The answer, of course, is that whenever such a measure is mooted it is accompanied by copious amounts of bellyaching from accountants and others who service non doms. They’re now busily predicting doom for jobs/investment/tax revenues (delete as appropriate).
These are the same arguments that were trotted out when the flat fee of £30,000 plus for those claiming non dom status was introduced. And that were trotted out again when Chancellor George Osborne decided to raise it.
So far, there’s yet to be any compelling evidence produced that such claims have any weight. Non dom status is, after all, unique to the UK, the relic of an empire this country no longer has. Other countries offer no such concessions, and the rules that allow you to qualify for it in the first place are arbitrary at best.
In reality the likely impact of abandoning the rules will be really rather marginal. It might generate a few hundred million pounds of extra revenue for the Treasury at best. At worst, there may be some extra business for Switzerland’s estate agents while certain properties in Kensington & Chelsea will do without their inhabitants for a few months extra every year.
What really matters is the principle that is at stake, which is that tax shouldn’t be optional if you happen to be wealthy.
This principle has frequently been bypassed on the grounds that it is more cost effective to get some money paid, even if it really ought to be more.

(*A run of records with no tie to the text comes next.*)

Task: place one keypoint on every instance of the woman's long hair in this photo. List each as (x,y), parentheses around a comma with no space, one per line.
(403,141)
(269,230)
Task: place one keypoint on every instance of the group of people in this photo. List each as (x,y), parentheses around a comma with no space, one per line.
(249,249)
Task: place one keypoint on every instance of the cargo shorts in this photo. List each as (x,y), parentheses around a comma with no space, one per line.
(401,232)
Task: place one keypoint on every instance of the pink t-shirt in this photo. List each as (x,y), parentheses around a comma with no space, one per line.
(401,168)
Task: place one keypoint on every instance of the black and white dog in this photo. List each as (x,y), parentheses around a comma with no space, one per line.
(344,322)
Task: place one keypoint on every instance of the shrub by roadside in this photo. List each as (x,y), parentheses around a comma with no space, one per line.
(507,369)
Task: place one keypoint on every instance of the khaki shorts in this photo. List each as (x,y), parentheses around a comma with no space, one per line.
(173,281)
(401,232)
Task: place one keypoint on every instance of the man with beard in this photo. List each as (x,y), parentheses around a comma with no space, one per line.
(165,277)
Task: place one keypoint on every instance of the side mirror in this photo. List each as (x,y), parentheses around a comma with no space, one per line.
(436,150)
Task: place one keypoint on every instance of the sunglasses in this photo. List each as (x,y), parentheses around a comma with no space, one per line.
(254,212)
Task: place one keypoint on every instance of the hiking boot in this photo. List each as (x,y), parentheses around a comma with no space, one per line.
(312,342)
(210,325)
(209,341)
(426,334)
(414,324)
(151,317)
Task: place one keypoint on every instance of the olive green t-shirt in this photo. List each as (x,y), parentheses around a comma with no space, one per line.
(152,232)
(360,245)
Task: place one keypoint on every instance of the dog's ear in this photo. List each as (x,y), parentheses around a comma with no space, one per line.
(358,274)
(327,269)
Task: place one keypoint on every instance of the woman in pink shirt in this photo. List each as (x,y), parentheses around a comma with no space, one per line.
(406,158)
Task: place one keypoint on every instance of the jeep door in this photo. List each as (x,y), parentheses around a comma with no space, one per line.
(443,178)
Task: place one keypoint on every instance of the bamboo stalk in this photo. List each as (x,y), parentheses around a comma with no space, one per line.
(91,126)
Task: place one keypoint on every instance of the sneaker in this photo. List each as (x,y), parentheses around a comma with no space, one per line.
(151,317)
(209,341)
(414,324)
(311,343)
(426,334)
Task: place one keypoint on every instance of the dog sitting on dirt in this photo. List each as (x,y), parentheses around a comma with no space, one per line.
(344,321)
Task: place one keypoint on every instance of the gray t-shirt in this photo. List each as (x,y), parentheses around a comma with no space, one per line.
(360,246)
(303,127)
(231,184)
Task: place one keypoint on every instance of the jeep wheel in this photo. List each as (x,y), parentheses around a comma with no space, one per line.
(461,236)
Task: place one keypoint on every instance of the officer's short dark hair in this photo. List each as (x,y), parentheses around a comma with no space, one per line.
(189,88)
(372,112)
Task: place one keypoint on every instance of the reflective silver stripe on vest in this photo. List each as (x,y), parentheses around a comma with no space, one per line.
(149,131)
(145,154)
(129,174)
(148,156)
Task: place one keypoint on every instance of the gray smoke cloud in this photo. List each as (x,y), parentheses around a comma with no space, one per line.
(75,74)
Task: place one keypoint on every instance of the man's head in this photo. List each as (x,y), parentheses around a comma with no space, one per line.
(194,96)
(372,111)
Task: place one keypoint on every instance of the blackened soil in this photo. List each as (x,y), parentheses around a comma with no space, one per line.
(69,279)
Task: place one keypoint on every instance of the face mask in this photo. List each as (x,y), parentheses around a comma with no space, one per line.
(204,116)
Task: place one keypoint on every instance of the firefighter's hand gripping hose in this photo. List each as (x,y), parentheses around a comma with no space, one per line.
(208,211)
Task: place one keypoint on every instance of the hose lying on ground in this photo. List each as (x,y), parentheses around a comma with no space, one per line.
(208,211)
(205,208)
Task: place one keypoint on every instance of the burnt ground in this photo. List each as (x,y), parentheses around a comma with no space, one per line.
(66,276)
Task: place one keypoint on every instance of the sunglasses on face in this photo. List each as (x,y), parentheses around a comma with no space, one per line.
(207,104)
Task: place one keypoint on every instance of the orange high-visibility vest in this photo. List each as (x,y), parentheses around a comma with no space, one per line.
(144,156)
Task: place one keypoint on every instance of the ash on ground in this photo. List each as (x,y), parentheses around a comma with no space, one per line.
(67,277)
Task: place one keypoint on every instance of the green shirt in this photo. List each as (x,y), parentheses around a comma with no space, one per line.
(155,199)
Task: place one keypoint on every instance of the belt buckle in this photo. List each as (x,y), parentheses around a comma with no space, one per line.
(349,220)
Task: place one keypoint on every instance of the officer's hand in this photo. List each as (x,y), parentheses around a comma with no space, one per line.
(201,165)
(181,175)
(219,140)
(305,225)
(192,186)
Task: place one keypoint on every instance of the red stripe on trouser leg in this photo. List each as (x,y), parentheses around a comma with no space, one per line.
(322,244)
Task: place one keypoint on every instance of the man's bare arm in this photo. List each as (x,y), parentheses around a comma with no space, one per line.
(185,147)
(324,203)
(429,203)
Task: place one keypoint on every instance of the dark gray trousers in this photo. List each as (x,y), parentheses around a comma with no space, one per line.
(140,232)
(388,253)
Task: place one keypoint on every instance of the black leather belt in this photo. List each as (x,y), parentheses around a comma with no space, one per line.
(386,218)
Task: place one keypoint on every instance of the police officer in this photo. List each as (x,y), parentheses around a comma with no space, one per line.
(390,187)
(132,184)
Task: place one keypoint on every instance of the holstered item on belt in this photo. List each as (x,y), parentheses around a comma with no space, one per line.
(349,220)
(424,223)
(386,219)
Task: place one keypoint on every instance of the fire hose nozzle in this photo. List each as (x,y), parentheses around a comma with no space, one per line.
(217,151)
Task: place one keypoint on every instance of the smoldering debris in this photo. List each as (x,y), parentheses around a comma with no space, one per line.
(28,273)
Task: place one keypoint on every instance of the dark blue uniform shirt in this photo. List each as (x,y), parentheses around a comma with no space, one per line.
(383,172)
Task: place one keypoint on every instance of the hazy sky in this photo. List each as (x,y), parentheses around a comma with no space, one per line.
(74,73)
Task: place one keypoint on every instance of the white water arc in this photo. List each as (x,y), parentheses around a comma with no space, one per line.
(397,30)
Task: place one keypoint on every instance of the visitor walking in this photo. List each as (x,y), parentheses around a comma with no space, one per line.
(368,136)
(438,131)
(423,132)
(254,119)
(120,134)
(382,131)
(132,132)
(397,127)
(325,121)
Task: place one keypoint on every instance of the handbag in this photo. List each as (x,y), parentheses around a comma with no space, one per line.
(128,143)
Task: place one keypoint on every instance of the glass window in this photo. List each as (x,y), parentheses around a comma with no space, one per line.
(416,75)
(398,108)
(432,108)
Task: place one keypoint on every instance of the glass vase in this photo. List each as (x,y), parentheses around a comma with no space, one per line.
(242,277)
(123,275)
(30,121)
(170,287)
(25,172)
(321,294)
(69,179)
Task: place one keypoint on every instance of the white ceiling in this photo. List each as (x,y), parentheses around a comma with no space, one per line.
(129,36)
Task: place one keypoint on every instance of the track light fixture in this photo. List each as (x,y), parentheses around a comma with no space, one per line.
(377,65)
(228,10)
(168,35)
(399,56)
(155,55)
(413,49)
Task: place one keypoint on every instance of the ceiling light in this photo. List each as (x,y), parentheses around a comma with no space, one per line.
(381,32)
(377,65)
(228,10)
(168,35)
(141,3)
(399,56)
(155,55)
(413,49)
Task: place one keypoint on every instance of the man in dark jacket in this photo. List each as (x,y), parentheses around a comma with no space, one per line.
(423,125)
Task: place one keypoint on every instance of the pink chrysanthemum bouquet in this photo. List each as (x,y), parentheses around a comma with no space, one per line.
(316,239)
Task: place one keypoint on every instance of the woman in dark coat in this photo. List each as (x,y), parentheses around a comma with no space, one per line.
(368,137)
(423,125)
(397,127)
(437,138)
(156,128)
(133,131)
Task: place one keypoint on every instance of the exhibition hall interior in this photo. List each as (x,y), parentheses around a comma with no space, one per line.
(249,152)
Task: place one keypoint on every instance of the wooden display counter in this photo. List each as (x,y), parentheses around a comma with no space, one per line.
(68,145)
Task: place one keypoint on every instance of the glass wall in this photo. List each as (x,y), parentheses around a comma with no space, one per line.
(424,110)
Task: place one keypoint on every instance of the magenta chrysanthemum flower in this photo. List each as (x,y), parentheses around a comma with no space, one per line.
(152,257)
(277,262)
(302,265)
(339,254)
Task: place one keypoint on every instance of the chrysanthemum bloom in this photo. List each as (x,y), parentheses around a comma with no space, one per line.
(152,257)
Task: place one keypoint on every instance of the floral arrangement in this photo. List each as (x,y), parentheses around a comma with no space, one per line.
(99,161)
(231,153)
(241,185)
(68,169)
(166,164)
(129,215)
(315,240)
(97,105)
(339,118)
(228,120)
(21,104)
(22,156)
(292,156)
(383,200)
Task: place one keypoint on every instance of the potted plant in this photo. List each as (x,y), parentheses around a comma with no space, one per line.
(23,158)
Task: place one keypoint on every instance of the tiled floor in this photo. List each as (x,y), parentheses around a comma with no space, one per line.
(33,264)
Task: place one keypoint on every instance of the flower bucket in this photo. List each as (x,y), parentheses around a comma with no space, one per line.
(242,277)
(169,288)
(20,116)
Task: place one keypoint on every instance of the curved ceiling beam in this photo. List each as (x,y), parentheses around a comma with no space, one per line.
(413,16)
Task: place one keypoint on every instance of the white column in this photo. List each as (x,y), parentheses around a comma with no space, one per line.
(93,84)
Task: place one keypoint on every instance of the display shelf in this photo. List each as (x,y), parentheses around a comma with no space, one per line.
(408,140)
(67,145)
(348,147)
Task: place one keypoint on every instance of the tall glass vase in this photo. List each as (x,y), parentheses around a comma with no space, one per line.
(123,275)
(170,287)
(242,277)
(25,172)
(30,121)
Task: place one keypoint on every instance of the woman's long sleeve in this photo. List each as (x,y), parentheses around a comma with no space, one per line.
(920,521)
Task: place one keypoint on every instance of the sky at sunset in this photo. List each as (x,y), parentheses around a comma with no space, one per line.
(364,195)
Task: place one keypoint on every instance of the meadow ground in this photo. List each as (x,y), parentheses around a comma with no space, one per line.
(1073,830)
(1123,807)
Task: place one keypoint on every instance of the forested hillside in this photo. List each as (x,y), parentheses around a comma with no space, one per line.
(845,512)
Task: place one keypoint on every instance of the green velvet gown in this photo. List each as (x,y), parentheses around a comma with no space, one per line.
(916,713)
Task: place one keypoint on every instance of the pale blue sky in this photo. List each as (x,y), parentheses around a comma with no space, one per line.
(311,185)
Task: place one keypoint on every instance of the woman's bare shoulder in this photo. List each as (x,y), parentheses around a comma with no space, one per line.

This is the logic that has motivated HM Revenue & Customs to hand sweetheart deals to the likes of Goldman Sachs and to accept payments from those who’ve used bolt holes like Switzerland to hide their money rather than going through the expensive and time consuming process of prosecuting them. That might have been fine when things were rosy, but in an era of austerity it won’t wash. Which is why Ed Miliband might have hit on a winner, despite the accountants’ claims.